ECLI:NL:CRVB:2015:3820
Centrale Raad van Beroep
- Hoger beroep
- R.H.M. Roelofs
- Rechtspraak.nl
Intrekking en terugvordering van bijstandsuitkering na schending inlichtingenverplichting in verband met autohandel
In deze zaak gaat het om de intrekking en terugvordering van bijstandsuitkering van appellant, die sinds 14 maart 2008 bijstand ontving op grond van de Wet werk en bijstand (WWB). De bijstand werd laatstelijk verstrekt naar de norm voor een alleenstaande, met een toeslag van 10% wegens inwoning bij zijn moeder. Naar aanleiding van een anonieme tip dat appellant niet op het opgegeven adres woonde, maar bij zijn echtgenote, heeft de gemeente Rotterdam een onderzoek ingesteld. Dit onderzoek leidde tot de conclusie dat appellant in de periode van 2008 tot en met 2013 verschillende auto’s op zijn naam had staan, zonder deze te melden aan het college, wat een schending van de inlichtingenverplichting inhoudt.
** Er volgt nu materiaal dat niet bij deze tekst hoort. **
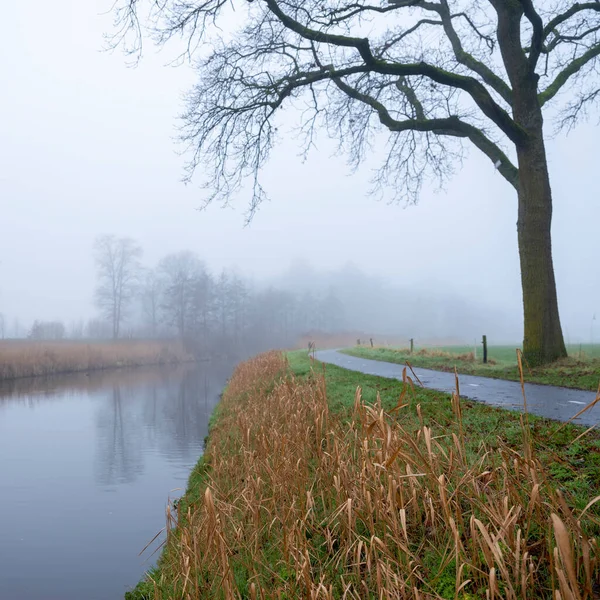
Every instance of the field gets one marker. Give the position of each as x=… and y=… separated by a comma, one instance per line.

Appellant heeft niet gereageerd op verzoeken om informatie en is niet verschenen op geplande gesprekken. Het college heeft daarop zijn bijstand met terugwerkende kracht ingetrokken en de gemaakte kosten teruggevorderd. De rechtbank heeft het beroep van appellant tegen deze besluiten ongegrond verklaard. In hoger beroep heeft de Centrale Raad van Beroep de zaak beoordeeld en geconcludeerd dat het college terecht de bijstand heeft ingetrokken. De Raad oordeelt dat appellant niet heeft voldaan aan zijn inlichtingenverplichting en dat het college bevoegd was om de bijstand in te trekken en de kosten terug te vorderen. De rechtbank heeft de aangevallen uitspraak bevestigd, maar met verbetering van de gronden.